How to select Epsilon?

We can use the K-distance graph which we previously mentioned to find an ideal epsilon value. K-distance graph shows us the distance between each datapoint and its K nearest neigbors. For this we have to calculate the Nearest Neighbors and their distance using the NearestNeighbors from sklearn. The average distances are then plotted against the number of points used to calculate the distance. The most optimal value as epsilon is the distance where the graph has the highest curvature (at the elbow). Looking at the graph we can easily intrepret that this point signals us the point where the density border of the cluster lies. After this point, the average distance increases greatly with fewer number of points, because they lay farther than the rest of the points (potential outliers).

This point represents the optimization point where diminishing returns are no longer worth the additional cost. This concept of diminishing returns applies here because while increasing the number of clusters will always improve the fit of the model, it also increases the risk that overfitting will occur.

Reference

Let's calculate the ideal epsilon for iris dataset.

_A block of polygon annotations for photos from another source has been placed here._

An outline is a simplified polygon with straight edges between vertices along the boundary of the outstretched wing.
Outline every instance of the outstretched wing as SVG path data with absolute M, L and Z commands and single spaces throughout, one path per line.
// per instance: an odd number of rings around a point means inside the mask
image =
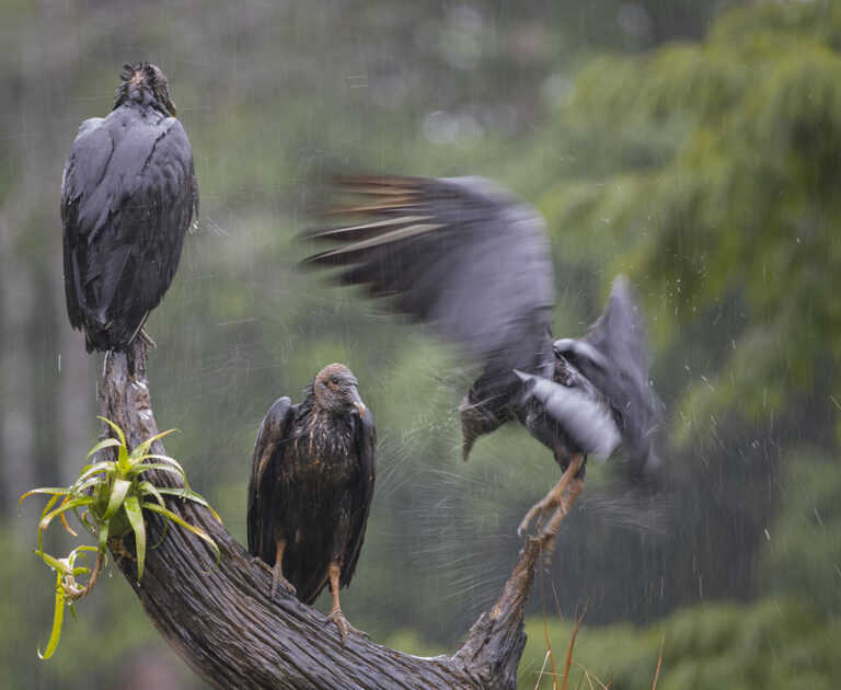
M 123 106 L 85 122 L 61 184 L 65 288 L 88 350 L 126 345 L 177 268 L 198 200 L 181 124 Z
M 482 177 L 337 176 L 348 225 L 308 233 L 333 249 L 307 263 L 435 325 L 484 367 L 488 390 L 519 386 L 512 370 L 551 365 L 554 277 L 540 215 Z
M 625 276 L 617 276 L 608 304 L 584 337 L 555 341 L 555 350 L 578 369 L 613 410 L 632 471 L 657 461 L 653 433 L 657 395 L 642 307 Z
M 368 513 L 373 497 L 373 482 L 377 475 L 377 429 L 373 426 L 373 415 L 370 410 L 356 425 L 356 456 L 359 461 L 359 485 L 353 492 L 350 501 L 350 537 L 344 555 L 344 566 L 339 577 L 339 586 L 346 587 L 356 571 L 359 552 L 362 550 L 365 528 L 368 525 Z
M 269 407 L 257 434 L 249 479 L 246 515 L 249 553 L 274 563 L 276 541 L 272 524 L 276 517 L 278 467 L 283 462 L 292 417 L 292 401 L 279 398 Z

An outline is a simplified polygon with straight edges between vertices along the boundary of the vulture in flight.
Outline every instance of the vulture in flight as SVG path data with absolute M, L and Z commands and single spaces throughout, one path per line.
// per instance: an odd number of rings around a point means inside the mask
M 373 494 L 377 432 L 357 381 L 341 364 L 324 367 L 293 405 L 278 399 L 257 434 L 249 481 L 249 552 L 273 566 L 278 584 L 304 603 L 330 586 L 329 621 L 344 644 L 360 633 L 342 613 Z M 364 633 L 360 633 L 364 634 Z
M 554 453 L 561 480 L 520 532 L 539 516 L 551 548 L 584 490 L 587 456 L 603 459 L 621 441 L 633 474 L 656 462 L 643 314 L 624 276 L 583 337 L 553 342 L 543 220 L 510 191 L 482 177 L 392 175 L 337 175 L 330 186 L 334 202 L 318 212 L 337 220 L 306 237 L 332 245 L 304 263 L 342 267 L 342 283 L 391 297 L 393 311 L 433 324 L 481 366 L 459 409 L 463 459 L 510 419 Z
M 82 123 L 61 181 L 67 314 L 85 349 L 125 348 L 170 287 L 198 210 L 166 78 L 126 65 L 107 117 Z

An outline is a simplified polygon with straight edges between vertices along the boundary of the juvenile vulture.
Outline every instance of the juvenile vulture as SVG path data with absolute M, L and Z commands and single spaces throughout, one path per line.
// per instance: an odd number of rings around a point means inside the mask
M 601 318 L 578 340 L 552 342 L 554 276 L 538 211 L 481 177 L 336 176 L 339 227 L 307 237 L 332 249 L 304 260 L 341 266 L 338 279 L 434 324 L 482 368 L 459 409 L 462 457 L 509 419 L 553 451 L 561 480 L 526 515 L 553 537 L 584 488 L 588 455 L 620 440 L 635 473 L 656 461 L 655 394 L 642 311 L 618 277 Z M 549 518 L 544 522 L 544 518 Z M 551 541 L 551 540 L 550 540 Z
M 198 211 L 166 78 L 126 65 L 107 117 L 82 123 L 61 181 L 67 314 L 85 348 L 123 349 L 161 301 Z
M 292 405 L 280 398 L 260 427 L 249 481 L 249 551 L 273 566 L 304 603 L 327 585 L 329 621 L 342 642 L 353 628 L 338 602 L 350 583 L 373 494 L 377 432 L 357 381 L 341 364 L 324 367 Z M 364 634 L 364 633 L 362 633 Z

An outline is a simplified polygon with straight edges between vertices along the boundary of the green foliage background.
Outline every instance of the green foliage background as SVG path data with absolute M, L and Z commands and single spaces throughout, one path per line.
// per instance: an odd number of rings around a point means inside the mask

We can use the min samples value that we have used as the value for number of neighbors.

from sklearn.neighbors import NearestNeighbors
neighbors = NearestNeighbors(n_neighbors=4)
neighbors_fit = neighbors.fit(data)
distances, indices = neighbors_fit.kneighbors(data)
import numpy as np
distances = np.sort(distances, axis=0)
distances = distances[:,1]
plt.plot(distances)
[<matplotlib.lines.Line2D at 0x7fc36d5154d0>]

As seen, the highest curvature is reached at average distance 0.4, which would also the epsilon which we used previously.